On ne voit pas bien les détails dans le reflet.

          – C’est beau.

          – C’est comme toi. Comme tout le reste. Il n’y a rien à enlever.

          – Oui.

Au cours des jours qui suivent, il admire la lueur pâle et transparente de sa peau. Sa fragilité a pris un poids qu’elle n’avait pas auparavant. Parfois il a peur de la toucher, alors c’est elle qui le prend, avec la violence absolue de son désir. Elle déclare, très tranquille, que son sexe s’est réveillé lors de son dernier séjour à l’hôpital, en un phénoménal sursaut de vie. Depuis, le temps a totalement disparu au creux de l’un des méandres du fleuve Douro. Fais-moi l’amour, encule-moi, crache-moi ton foutre à la figure. Lui s’exécute mais il a encore peur. Elle l’intimide parce qu’elle est devenue si forte et si paisible depuis qu’elle a pris cette décision, une décision contre laquelle il aimerait lutter de toutes ses forces. Mais il n’y a rien à faire, c’est très évident. Dès le premier jour à Toro, elle lui avait expliqué clairement et posément et il n’avait rien eu à redire.

          – Pas plus de six mois, ils ont dit. Je ne veux pas finir à l’hôpital. Nous allons partir à Formentera.

          – Il faut repasser par Donostia ?

          – J’ai tout ce qu’il faut avec moi. Mets ta main là, entre mes cuisses. Tu verras, c’est chaud et humide, juste comme il faut.

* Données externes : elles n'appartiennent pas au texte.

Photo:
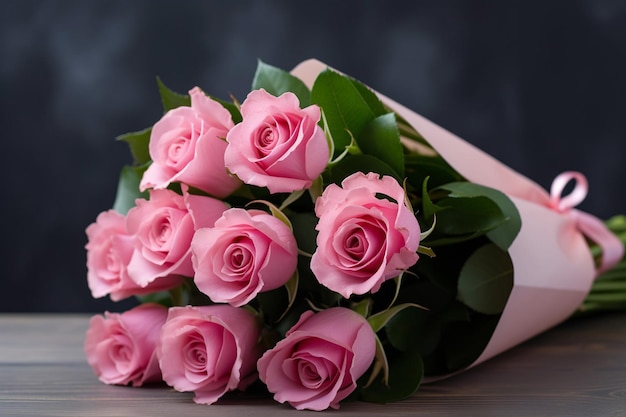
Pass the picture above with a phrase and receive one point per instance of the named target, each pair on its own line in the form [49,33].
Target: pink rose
[163,227]
[277,145]
[109,251]
[320,359]
[246,252]
[187,146]
[209,350]
[363,239]
[121,347]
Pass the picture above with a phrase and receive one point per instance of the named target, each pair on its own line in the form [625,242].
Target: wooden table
[576,369]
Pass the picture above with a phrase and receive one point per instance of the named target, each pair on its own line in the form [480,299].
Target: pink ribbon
[590,226]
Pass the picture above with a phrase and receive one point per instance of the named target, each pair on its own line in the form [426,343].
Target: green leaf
[413,329]
[304,230]
[292,290]
[380,138]
[418,167]
[138,143]
[348,106]
[406,371]
[128,189]
[277,81]
[472,216]
[171,99]
[379,320]
[507,230]
[358,163]
[486,280]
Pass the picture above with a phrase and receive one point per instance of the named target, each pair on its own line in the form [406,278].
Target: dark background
[538,84]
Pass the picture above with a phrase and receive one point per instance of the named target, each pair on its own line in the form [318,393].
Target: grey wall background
[538,84]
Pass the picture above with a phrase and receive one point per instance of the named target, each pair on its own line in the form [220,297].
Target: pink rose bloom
[121,347]
[187,146]
[277,145]
[109,250]
[209,350]
[247,252]
[320,359]
[363,239]
[163,227]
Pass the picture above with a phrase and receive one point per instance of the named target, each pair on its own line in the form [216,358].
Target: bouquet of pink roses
[322,242]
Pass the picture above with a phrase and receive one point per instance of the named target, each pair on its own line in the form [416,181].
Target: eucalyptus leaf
[171,99]
[418,167]
[304,230]
[277,81]
[380,138]
[406,371]
[463,343]
[138,142]
[428,208]
[128,189]
[486,280]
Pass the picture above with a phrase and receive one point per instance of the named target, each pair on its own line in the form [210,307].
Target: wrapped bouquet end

Tout était en effet manigancé à l’avance, sans réplique. Elle avait déjà vendu son bar, récolté un petit pécule et acheté les billets d’avion. Elle sourit beaucoup, en lui racontant, il lui demande pourquoi. Elle répond qu’elle est heureuse d’avoir sa main à lui entre les cuisses et aussi de savoir qu’elle va vivre avec lui à Formentera et pas mourir dans un hôpital qui sent l’éther, entourée de visages anonymes. Parce qu’elle va partir comme un être libre et conscient, au cœur de ce qu’elle aime et en train d’en jouir. « J’ai beaucoup de chance », affirme-t-elle. Il n’ose pas répondre, parce qu’il n’a pas encore compris, parce qu’il veut encore croire au bon Dieu et à la Vierge Marie mais elle dissout ces appréhensions d’un rire léger. Comme elle a changé. « Voir la Faucheuse en face m’a fait grandir », répond-elle en riant de plus belle. En un éclair elle a saisi le plus important : la vie est extraordinaire, la vie est merveilleusement belle. On ne peut se séparer d’elle qu’en lui rendant le plus profond des hommages. L’amour qu’ils se portent mutuellement a permis ce miracle, ce sursis qui lui donne le temps de se préparer en beauté. C’est ainsi et l’on n’y peut rien changer. Il rentre toutes ses larmes à l’intérieur de son grand corps, parce qu’il l’aime trop pour ne pas croire encore, croire que son amour va la sauver, va les sauver. Il dit oui Mirem on fera exactement comme tu voudras. Elle répond : passe ta langue entre mes cuisses, tu verras l’effet que ça me fait.